# Introduction to Vectorization with NumPy

This notebook demonstrates the benefits of vectorization using NumPy,
focusing on numerical computations involving large arrays.

We'll compare the performance of traditional Python loops to vectorized NumPy operations.
By measuring execution times, you'll see how leveraging NumPy's optimized routines
can lead to substantial speed-ups when working with large datasets.

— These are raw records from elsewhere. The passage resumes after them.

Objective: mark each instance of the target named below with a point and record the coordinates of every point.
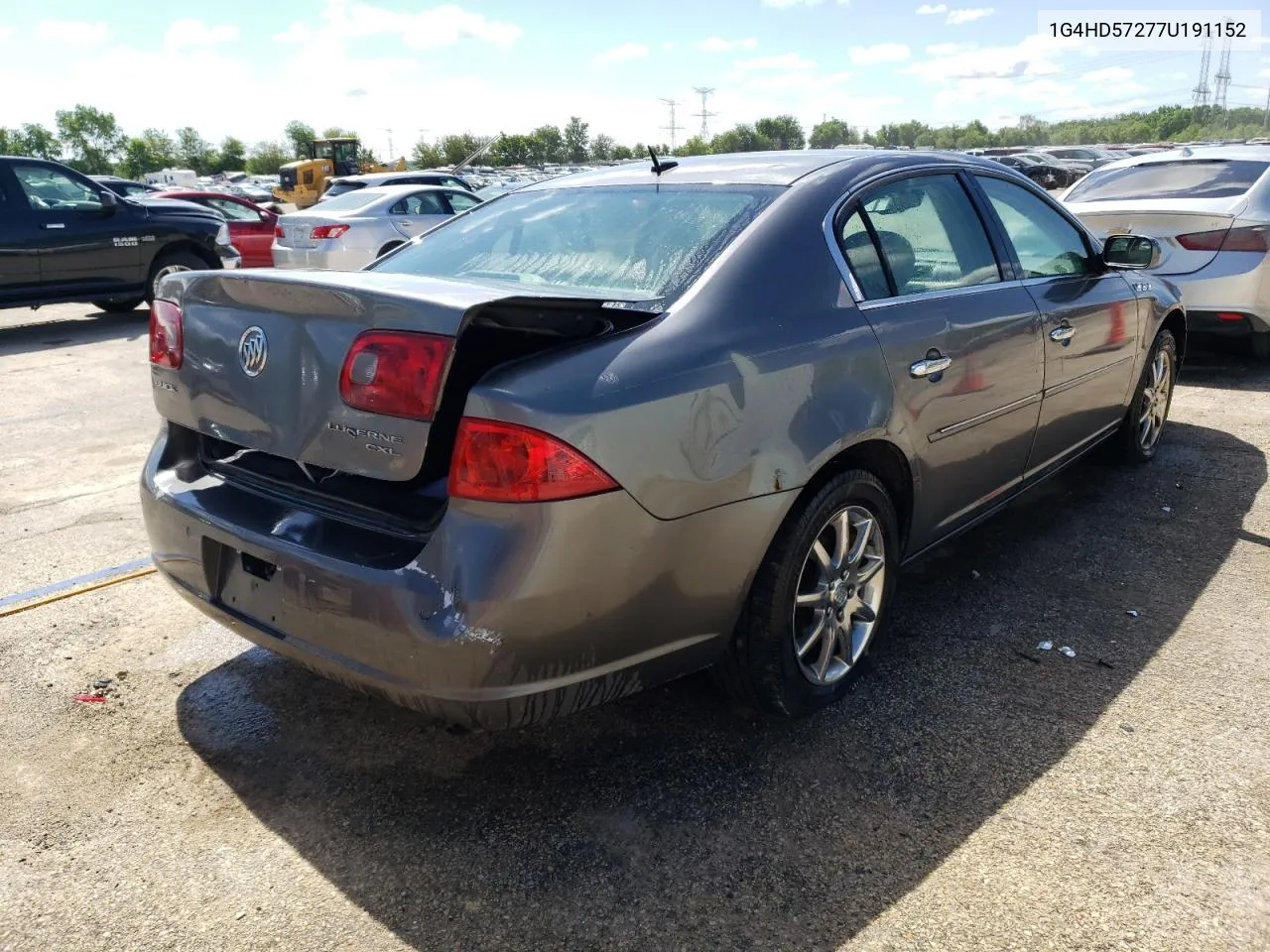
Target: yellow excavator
(305, 179)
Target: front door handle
(929, 366)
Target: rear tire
(811, 583)
(1261, 345)
(121, 306)
(172, 263)
(1142, 429)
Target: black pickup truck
(66, 238)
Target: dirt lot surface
(971, 793)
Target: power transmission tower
(705, 114)
(672, 127)
(1201, 91)
(1223, 75)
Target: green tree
(576, 140)
(231, 157)
(193, 151)
(93, 139)
(267, 158)
(740, 139)
(602, 148)
(426, 155)
(150, 151)
(299, 135)
(784, 131)
(694, 146)
(833, 132)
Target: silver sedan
(349, 231)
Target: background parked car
(250, 225)
(352, 230)
(1209, 209)
(343, 184)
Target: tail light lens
(395, 373)
(327, 231)
(167, 334)
(500, 462)
(1250, 239)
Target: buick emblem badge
(253, 352)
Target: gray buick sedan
(611, 429)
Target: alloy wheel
(838, 595)
(1155, 400)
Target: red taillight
(395, 373)
(1251, 239)
(321, 231)
(500, 462)
(167, 335)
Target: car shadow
(91, 326)
(675, 815)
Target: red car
(250, 225)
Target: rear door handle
(930, 365)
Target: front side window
(929, 235)
(1046, 243)
(634, 243)
(50, 189)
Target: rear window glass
(634, 243)
(1187, 178)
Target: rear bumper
(1230, 284)
(506, 615)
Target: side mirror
(1130, 252)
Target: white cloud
(295, 33)
(717, 45)
(72, 32)
(789, 61)
(881, 53)
(969, 16)
(1109, 73)
(190, 33)
(620, 54)
(948, 49)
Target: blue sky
(245, 67)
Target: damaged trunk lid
(263, 356)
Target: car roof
(376, 178)
(779, 168)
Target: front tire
(818, 601)
(1143, 422)
(172, 263)
(121, 306)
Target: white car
(1209, 209)
(349, 231)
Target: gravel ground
(971, 793)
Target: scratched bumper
(507, 615)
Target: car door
(250, 229)
(961, 341)
(1092, 320)
(81, 240)
(418, 212)
(19, 258)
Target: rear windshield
(634, 243)
(340, 188)
(1187, 178)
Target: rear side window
(929, 235)
(1184, 178)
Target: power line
(672, 128)
(705, 114)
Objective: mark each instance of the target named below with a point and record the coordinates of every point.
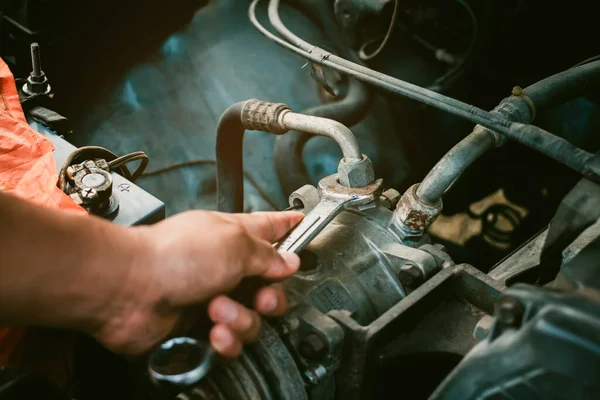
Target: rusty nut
(357, 173)
(307, 197)
(390, 198)
(412, 216)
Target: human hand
(190, 259)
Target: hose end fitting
(356, 174)
(412, 216)
(264, 116)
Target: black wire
(457, 71)
(200, 162)
(116, 164)
(532, 136)
(489, 219)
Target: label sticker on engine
(331, 295)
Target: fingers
(236, 325)
(271, 301)
(266, 261)
(224, 341)
(269, 226)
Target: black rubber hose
(543, 95)
(289, 161)
(566, 85)
(230, 158)
(536, 138)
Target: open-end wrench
(194, 359)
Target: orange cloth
(27, 170)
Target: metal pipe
(351, 109)
(536, 138)
(325, 127)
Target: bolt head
(509, 311)
(410, 275)
(89, 194)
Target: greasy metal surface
(347, 268)
(333, 199)
(412, 216)
(356, 174)
(264, 116)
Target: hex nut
(412, 216)
(307, 197)
(356, 174)
(483, 328)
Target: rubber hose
(289, 161)
(230, 158)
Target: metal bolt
(483, 328)
(509, 311)
(312, 346)
(410, 274)
(89, 194)
(311, 377)
(36, 61)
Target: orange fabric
(27, 170)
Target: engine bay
(448, 252)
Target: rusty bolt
(411, 275)
(412, 216)
(390, 198)
(312, 347)
(89, 194)
(483, 327)
(509, 311)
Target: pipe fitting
(356, 174)
(412, 216)
(264, 116)
(325, 127)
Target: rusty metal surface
(412, 216)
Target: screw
(483, 327)
(36, 61)
(410, 274)
(312, 347)
(89, 193)
(509, 311)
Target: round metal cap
(93, 180)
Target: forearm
(60, 269)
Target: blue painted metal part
(169, 104)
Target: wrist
(134, 293)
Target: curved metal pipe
(557, 148)
(547, 93)
(289, 161)
(268, 117)
(328, 128)
(288, 152)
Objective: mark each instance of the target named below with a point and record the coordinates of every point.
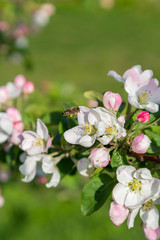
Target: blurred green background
(73, 54)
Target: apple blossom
(99, 157)
(134, 187)
(151, 234)
(135, 73)
(19, 81)
(113, 128)
(143, 95)
(6, 127)
(3, 94)
(28, 87)
(141, 143)
(90, 127)
(36, 143)
(143, 117)
(118, 213)
(112, 101)
(83, 165)
(29, 169)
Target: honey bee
(71, 112)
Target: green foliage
(95, 193)
(118, 158)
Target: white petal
(29, 168)
(47, 164)
(132, 216)
(116, 76)
(105, 139)
(83, 115)
(74, 134)
(83, 165)
(150, 217)
(119, 193)
(125, 174)
(54, 180)
(42, 130)
(133, 199)
(87, 141)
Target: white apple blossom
(29, 169)
(135, 73)
(90, 127)
(36, 143)
(113, 128)
(6, 127)
(143, 96)
(134, 187)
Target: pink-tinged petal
(146, 76)
(134, 199)
(87, 141)
(150, 217)
(151, 107)
(133, 101)
(49, 143)
(42, 130)
(116, 76)
(47, 164)
(143, 173)
(151, 234)
(125, 174)
(137, 68)
(83, 115)
(122, 120)
(83, 165)
(118, 213)
(74, 135)
(131, 217)
(106, 139)
(54, 180)
(119, 193)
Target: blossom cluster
(104, 141)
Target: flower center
(38, 142)
(112, 130)
(149, 204)
(143, 97)
(135, 185)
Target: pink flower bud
(28, 87)
(118, 213)
(152, 234)
(112, 101)
(19, 81)
(99, 157)
(140, 143)
(14, 114)
(92, 103)
(16, 138)
(3, 94)
(143, 117)
(18, 126)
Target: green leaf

## Vectorization with NumPy

Vectorization means
* rewriting code so that operations **act on entire arrays or vectors at once**
* rather than **looping through elements** one by one in Python.


Vectorization means
* expressing computations in terms of array operations
* leveraging optimized native code instead of explicit Python loops
* yielding both clarity and major performance gains


In [11]:
import time
import numpy as np
rng = np.random.default_rng(0)

def make_data(n=2_000_000):
    a = rng.standard_normal(n, dtype=np.float64)
    b = rng.standard_normal(n, dtype=np.float64)
    c = 1.23
    return a, b, c

a, b, c = make_data()

def bench(fn, repeat=7):
    ts = []
    for _ in range(repeat):
        t0 = time.perf_counter()
        out = fn()
        ts.append(time.perf_counter() - t0)
    return float(np.mean(ts)), float(np.std(ts)), out


# pure Python loop

In [18]:
def wrong_loop():
    s = 0.0
    for i in range(a.size):
        s += (a[i] * b[i] + c) ** 2
    return s

mean_t, std_t, out_wrong = bench(wrong_loop)
print(f"[WRONG] loop: {mean_t:.4f}s ± {std_t:.4f}s  result={out_wrong:.6g}")

# In Jupyter you may also check:
# %timeit wrong_loop()

[WRONG] loop: 0.8760s ± 0.1157s  result=5.02491e+06


# vectorized NumPy

In [19]:
def right_vectorized():
    return float(((a * b + c) ** 2).sum())

mean_t, std_t, out_right = bench(right_vectorized)
print(f"[RIGHT] vectorized: {mean_t:.4f}s ± {std_t:.4f}s  result={out_right:.6g}")

# %timeit right_vectorized()


[RIGHT] vectorized: 0.0104s ± 0.0027s  result=5.02491e+06


# Advanced vectorization

In [8]:
N, K = 2_000_000, 5000         # N items; labels in [0, K)

labels = rng.integers(0, K, size=N, dtype=np.int32)
values = rng.standard_normal(N).astype(np.float64)

### Group-wise sums, counts, and means

In the next cell, we demonstrate how to compute group-wise sums, counts, and means for data labeled with integer group IDs.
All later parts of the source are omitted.